Introduction Thickening of the stomach wall is a common symptom of invasive gastric cancer. The infiltration of the tumor along the stomach wall causes thickening of the stomach wall, mainly due to the deep infiltration of the cancer along the stomach wall. Thickening of the stomach wall is often >1mm. The enhanced scan often shows abnormal enhancement of the stomach wall. The inner layer can be seen as a linear or strip-like enhancement shadow, which is called "white line disease". In a few cases, calcification is visible in the thickened stomach wall. .

Cause

Cause

1. Regional environment and dietary factors

There is a significant regional difference in the incidence of gastric cancer. The incidence of gastric cancer in the northwest and eastern coastal areas of China is significantly higher than that in the southern region.

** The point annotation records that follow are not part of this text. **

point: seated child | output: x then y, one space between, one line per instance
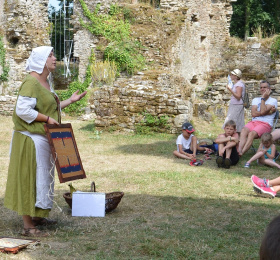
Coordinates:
266 152
228 142
266 187
186 142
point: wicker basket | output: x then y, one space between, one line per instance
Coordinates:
112 199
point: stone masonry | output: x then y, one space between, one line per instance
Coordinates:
202 49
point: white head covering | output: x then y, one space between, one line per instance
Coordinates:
38 58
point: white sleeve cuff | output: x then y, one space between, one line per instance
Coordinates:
25 109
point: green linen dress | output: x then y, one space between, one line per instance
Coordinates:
20 193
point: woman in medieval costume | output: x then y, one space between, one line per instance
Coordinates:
30 182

The incidence of distal gastric cancer is high in people who have been eating roasted and salted food for a long time, and it is related to the high content of carcinogens or pre-carcinogens such as nitrite, mycotoxins and polycyclic aromatic hydrocarbons in food; the risk of gastric cancer in smokers 50% higher than non-smokers.

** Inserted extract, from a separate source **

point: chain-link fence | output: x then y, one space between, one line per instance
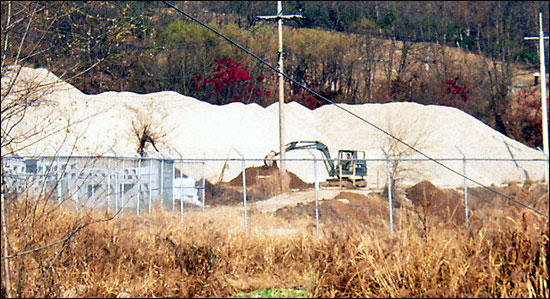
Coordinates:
136 185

2. Helicobacter pylori infection

The Hp infection rate of adults in high-risk areas of gastric cancer in China is above 60%. Helicobacter pylori can promote the conversion of nitrate to nitrite and nitrosamines, causing cancer; Hp infection causes chronic inflammation of gastric mucosa and environmental pathogenic factors accelerate the excessive proliferation of mucosal epithelial cells, leading to distortion and carcinogenesis; toxic products of Helicobacter pylori CagA and VacA may have a cancer-promoting effect, and the detection rate of anti-CagA antibodies in gastric cancer patients is significantly higher than that of the general population.

Examine

an examination

Related inspection

Stomach examination

A gastroscopy can be performed.

Diagnosis

Differential diagnosis

Can be distinguished from the stiffness of the stomach wall.

The localized manifestations are abnormal thickening or disappearance of mucosal stenosis, localized gastric wall stiffness, and narrow gastric cavity fixation. In the same position and in different periods, the stomach wall may have double shadows, indicating that the normal peristaltic stomach wall and the stiff stomach wall are heavy. The widely infiltrated mucosal folds are flat or disappear, the gastric cavity is significantly reduced, the entire stomach wall is stiff, and no peristaltic waves are visible.

The material in this site is intended to be of general informational use and is not intended to constitute medical advice, probable diagnosis, or recommended treatments.